Vulnerability and Compassion in the Classroom
Mandy Frake-Mistak, Teaching Commons
“So long as we seek knowledge in classrooms, we are necessarily dependent
on the teachers and students who are there engaged in a constitutively ethical
enterprise. To intrude on that, to betray the trust that lets us in, to rupture the
possibility of developing a caring community, is to forget that we should be
doing research for teaching” (Noddings, 1988, p. 228).
This topic of being vulnerable as a teacher is one that is rather close to my heart and as I reflect on the kind of teacher I (think) I am and the kind of teacher I want to be, I often think about Nel Nodding's 'ethic of care' (1988). Her most fundamental premise is that we teach and treat our students with the care they deserve. It's a right in the classroom. Students deserve to be treated with dignity. They deserve to be taught with integrity. Students deserve the very best I have to offer. My best is always from the heart.
Noddings offers an ethical orientation to caring in the classroom through what she refers to as relational ethics which where the carer, or in this case the teacher, responds to the needs and wants of the other (the student) and the one being cared for becomes aware and responds to the care being provided. This reciprocal relationship is highly applicable to teaching. Noddings focuses specifically on relationships as changing the foundation of educational relationships which will also filter through to impact other areas of education and one’s experience of being educated. By allowing ourselves as educators to get to know our students as individuals, their strengths and weaknesses, eventually we can become partners in fostering the student’s growth.
Teaching from the heart does make me vulnerable. I have been taken advantage of for having done so.
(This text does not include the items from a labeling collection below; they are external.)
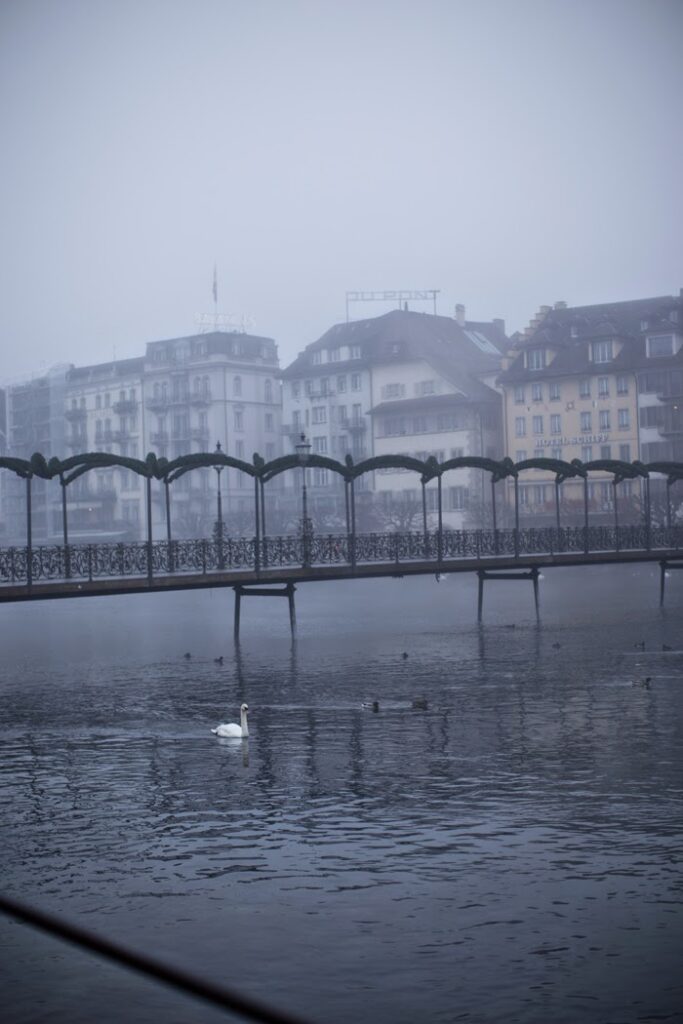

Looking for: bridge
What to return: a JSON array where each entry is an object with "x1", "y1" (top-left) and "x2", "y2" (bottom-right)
[{"x1": 0, "y1": 451, "x2": 683, "y2": 632}]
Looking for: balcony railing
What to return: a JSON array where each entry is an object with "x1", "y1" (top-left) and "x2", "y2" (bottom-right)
[{"x1": 112, "y1": 398, "x2": 137, "y2": 416}]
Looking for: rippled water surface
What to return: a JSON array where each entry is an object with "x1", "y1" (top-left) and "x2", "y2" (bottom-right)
[{"x1": 0, "y1": 567, "x2": 683, "y2": 1024}]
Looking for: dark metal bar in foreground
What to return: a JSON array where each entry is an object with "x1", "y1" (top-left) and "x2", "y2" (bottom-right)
[{"x1": 0, "y1": 896, "x2": 315, "y2": 1024}]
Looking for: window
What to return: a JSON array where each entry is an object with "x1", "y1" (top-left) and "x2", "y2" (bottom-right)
[
  {"x1": 449, "y1": 487, "x2": 467, "y2": 512},
  {"x1": 526, "y1": 348, "x2": 546, "y2": 370},
  {"x1": 378, "y1": 385, "x2": 405, "y2": 400},
  {"x1": 647, "y1": 334, "x2": 674, "y2": 358},
  {"x1": 591, "y1": 338, "x2": 612, "y2": 362}
]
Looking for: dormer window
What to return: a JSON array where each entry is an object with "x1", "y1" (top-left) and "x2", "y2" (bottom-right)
[
  {"x1": 646, "y1": 334, "x2": 674, "y2": 359},
  {"x1": 591, "y1": 338, "x2": 612, "y2": 362}
]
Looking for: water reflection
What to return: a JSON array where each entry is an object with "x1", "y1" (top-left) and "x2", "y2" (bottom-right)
[{"x1": 0, "y1": 569, "x2": 683, "y2": 1024}]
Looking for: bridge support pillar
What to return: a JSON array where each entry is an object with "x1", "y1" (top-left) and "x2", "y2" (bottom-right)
[
  {"x1": 232, "y1": 583, "x2": 296, "y2": 640},
  {"x1": 477, "y1": 566, "x2": 540, "y2": 622},
  {"x1": 659, "y1": 559, "x2": 683, "y2": 608}
]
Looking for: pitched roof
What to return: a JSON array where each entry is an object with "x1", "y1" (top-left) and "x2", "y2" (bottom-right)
[
  {"x1": 282, "y1": 309, "x2": 508, "y2": 397},
  {"x1": 499, "y1": 295, "x2": 683, "y2": 383}
]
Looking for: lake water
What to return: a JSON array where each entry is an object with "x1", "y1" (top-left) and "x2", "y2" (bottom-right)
[{"x1": 0, "y1": 566, "x2": 683, "y2": 1024}]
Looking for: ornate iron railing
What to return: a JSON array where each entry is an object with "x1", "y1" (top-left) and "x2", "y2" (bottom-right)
[{"x1": 0, "y1": 524, "x2": 683, "y2": 585}]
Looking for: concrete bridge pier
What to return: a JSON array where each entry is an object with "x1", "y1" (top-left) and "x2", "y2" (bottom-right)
[
  {"x1": 232, "y1": 582, "x2": 296, "y2": 640},
  {"x1": 477, "y1": 567, "x2": 540, "y2": 622}
]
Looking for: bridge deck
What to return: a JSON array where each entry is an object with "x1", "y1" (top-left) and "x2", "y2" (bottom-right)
[{"x1": 0, "y1": 548, "x2": 683, "y2": 603}]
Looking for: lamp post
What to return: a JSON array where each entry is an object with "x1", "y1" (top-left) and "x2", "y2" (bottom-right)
[
  {"x1": 295, "y1": 434, "x2": 313, "y2": 566},
  {"x1": 213, "y1": 441, "x2": 225, "y2": 569}
]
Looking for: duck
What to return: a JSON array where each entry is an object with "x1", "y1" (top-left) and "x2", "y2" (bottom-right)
[
  {"x1": 360, "y1": 700, "x2": 380, "y2": 712},
  {"x1": 211, "y1": 705, "x2": 249, "y2": 739}
]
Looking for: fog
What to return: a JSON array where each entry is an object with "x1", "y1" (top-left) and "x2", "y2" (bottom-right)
[{"x1": 0, "y1": 0, "x2": 683, "y2": 382}]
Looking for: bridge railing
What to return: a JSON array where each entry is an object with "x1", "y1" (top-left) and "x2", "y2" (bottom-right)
[{"x1": 0, "y1": 524, "x2": 683, "y2": 585}]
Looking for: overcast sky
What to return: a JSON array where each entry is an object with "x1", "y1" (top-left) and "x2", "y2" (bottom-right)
[{"x1": 0, "y1": 0, "x2": 683, "y2": 381}]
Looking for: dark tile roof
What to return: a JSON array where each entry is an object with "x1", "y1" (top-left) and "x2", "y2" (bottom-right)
[
  {"x1": 498, "y1": 295, "x2": 683, "y2": 384},
  {"x1": 282, "y1": 309, "x2": 509, "y2": 397}
]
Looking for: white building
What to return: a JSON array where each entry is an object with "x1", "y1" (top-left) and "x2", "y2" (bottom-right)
[{"x1": 283, "y1": 307, "x2": 507, "y2": 527}]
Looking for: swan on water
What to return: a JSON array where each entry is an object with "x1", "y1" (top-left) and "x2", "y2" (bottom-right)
[{"x1": 211, "y1": 705, "x2": 249, "y2": 739}]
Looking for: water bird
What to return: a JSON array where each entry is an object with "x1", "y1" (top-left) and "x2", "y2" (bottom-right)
[
  {"x1": 360, "y1": 700, "x2": 380, "y2": 711},
  {"x1": 211, "y1": 705, "x2": 249, "y2": 739}
]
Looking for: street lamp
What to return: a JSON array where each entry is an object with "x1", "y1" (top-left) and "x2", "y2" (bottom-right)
[
  {"x1": 213, "y1": 441, "x2": 224, "y2": 569},
  {"x1": 295, "y1": 434, "x2": 313, "y2": 565}
]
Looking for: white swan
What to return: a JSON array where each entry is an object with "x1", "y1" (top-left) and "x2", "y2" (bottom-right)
[{"x1": 211, "y1": 705, "x2": 249, "y2": 739}]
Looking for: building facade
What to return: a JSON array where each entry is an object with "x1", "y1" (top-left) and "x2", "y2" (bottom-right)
[
  {"x1": 499, "y1": 295, "x2": 683, "y2": 519},
  {"x1": 2, "y1": 332, "x2": 282, "y2": 543},
  {"x1": 283, "y1": 307, "x2": 508, "y2": 528}
]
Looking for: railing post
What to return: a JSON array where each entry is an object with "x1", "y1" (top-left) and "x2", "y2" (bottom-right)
[
  {"x1": 26, "y1": 474, "x2": 33, "y2": 587},
  {"x1": 145, "y1": 476, "x2": 154, "y2": 583}
]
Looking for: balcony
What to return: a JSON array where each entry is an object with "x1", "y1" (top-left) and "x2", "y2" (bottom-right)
[
  {"x1": 65, "y1": 409, "x2": 88, "y2": 423},
  {"x1": 67, "y1": 434, "x2": 88, "y2": 455},
  {"x1": 189, "y1": 390, "x2": 211, "y2": 406},
  {"x1": 112, "y1": 398, "x2": 137, "y2": 416}
]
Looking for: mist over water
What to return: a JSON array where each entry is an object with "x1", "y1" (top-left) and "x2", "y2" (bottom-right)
[{"x1": 0, "y1": 566, "x2": 683, "y2": 1024}]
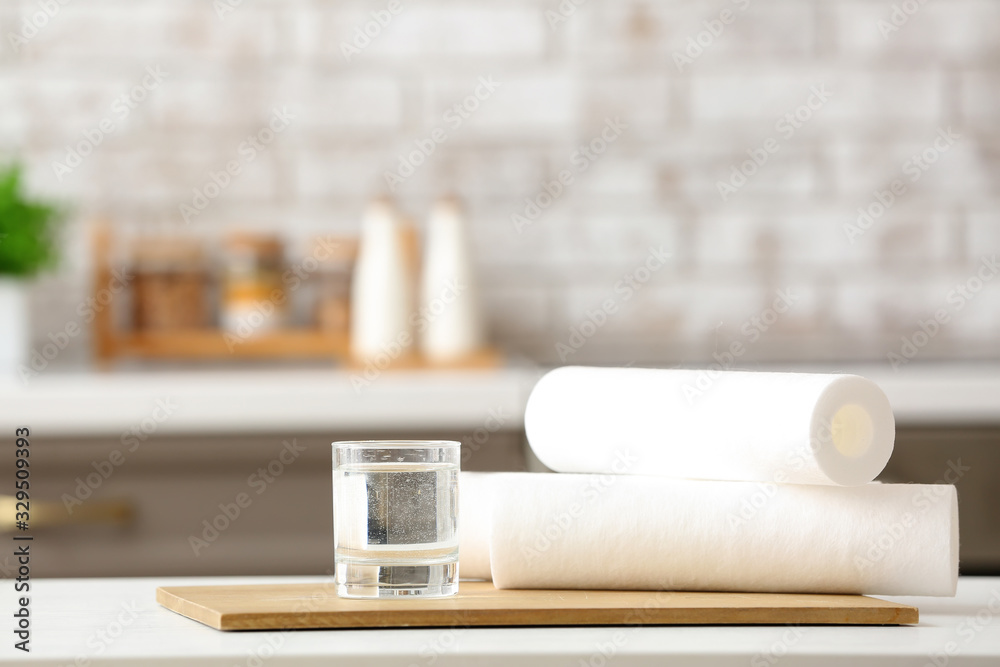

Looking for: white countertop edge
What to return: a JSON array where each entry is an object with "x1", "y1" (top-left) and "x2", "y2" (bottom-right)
[
  {"x1": 7, "y1": 577, "x2": 1000, "y2": 667},
  {"x1": 0, "y1": 363, "x2": 1000, "y2": 436}
]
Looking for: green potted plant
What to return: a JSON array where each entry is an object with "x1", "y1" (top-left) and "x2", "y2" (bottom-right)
[{"x1": 0, "y1": 164, "x2": 62, "y2": 374}]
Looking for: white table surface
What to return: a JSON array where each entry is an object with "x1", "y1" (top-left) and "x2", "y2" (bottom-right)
[
  {"x1": 0, "y1": 362, "x2": 1000, "y2": 438},
  {"x1": 0, "y1": 576, "x2": 1000, "y2": 667}
]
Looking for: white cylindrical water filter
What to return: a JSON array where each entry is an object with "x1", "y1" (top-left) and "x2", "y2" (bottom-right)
[
  {"x1": 524, "y1": 366, "x2": 895, "y2": 486},
  {"x1": 351, "y1": 200, "x2": 414, "y2": 362},
  {"x1": 420, "y1": 198, "x2": 483, "y2": 362},
  {"x1": 458, "y1": 471, "x2": 498, "y2": 579},
  {"x1": 488, "y1": 473, "x2": 958, "y2": 595}
]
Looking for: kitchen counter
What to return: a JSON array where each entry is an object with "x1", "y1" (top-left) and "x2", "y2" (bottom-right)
[
  {"x1": 0, "y1": 368, "x2": 537, "y2": 438},
  {"x1": 7, "y1": 576, "x2": 1000, "y2": 667},
  {"x1": 0, "y1": 363, "x2": 1000, "y2": 437}
]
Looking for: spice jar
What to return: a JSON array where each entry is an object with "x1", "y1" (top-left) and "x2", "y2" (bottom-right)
[
  {"x1": 219, "y1": 233, "x2": 287, "y2": 338},
  {"x1": 132, "y1": 238, "x2": 208, "y2": 331},
  {"x1": 311, "y1": 236, "x2": 358, "y2": 337}
]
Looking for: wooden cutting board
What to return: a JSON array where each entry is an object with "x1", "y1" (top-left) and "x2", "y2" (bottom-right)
[{"x1": 156, "y1": 582, "x2": 917, "y2": 630}]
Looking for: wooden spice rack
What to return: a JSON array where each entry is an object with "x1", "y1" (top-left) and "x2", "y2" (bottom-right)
[{"x1": 93, "y1": 224, "x2": 502, "y2": 369}]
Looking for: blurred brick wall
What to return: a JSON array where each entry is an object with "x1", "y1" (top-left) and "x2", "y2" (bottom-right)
[{"x1": 0, "y1": 0, "x2": 1000, "y2": 365}]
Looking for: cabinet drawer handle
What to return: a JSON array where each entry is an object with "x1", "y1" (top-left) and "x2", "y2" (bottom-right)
[{"x1": 0, "y1": 495, "x2": 135, "y2": 533}]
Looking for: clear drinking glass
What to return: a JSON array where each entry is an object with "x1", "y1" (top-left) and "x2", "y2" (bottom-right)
[{"x1": 333, "y1": 440, "x2": 461, "y2": 598}]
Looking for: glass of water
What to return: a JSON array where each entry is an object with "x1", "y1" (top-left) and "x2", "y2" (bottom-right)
[{"x1": 333, "y1": 440, "x2": 461, "y2": 598}]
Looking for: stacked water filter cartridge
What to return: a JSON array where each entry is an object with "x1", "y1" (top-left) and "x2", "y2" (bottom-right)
[{"x1": 460, "y1": 367, "x2": 958, "y2": 595}]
But (and more importantly) the connections I have built with students (who are people!) over the years have been both meaningful and significant. A powerful lesson that I have learned from my classrooms is that everyone has a story of some kind and though I may not know what it is, it exists and is powerful. Because of this known reality (despite not always knowing the specifics of the actual story) I will always try to err on the side of compassion.
Students have let me into their lives in strange and powerful ways over the years for which I am humbled and grateful. But this too comes at a cost. At times a very great cost when I am driving home, or lying awake at night thinking (and feeling) about the story and reality that I have become a part of in some small or large way. I feel it a great responsibility and an honour to be invited into the lives of students. This being said I still have stories of students that haunt me but I also find great joy in the stories of other students who have shared intimate and happy moments with me.
I am curious what kinds of conversations would take place within a community of vulnerability and compassion. Is there a space to share our collective experiences? Would it serve as a catharsis of sorts to know of other university teachers in similar spaces (emotional, physical, mental spaces....)? Just some thoughts to get this conversation started.
References:
Noddings, N. (1988). An ethic of caring and its implications for instructional
arrangements. American Journal of Education, 96(2), 215-230.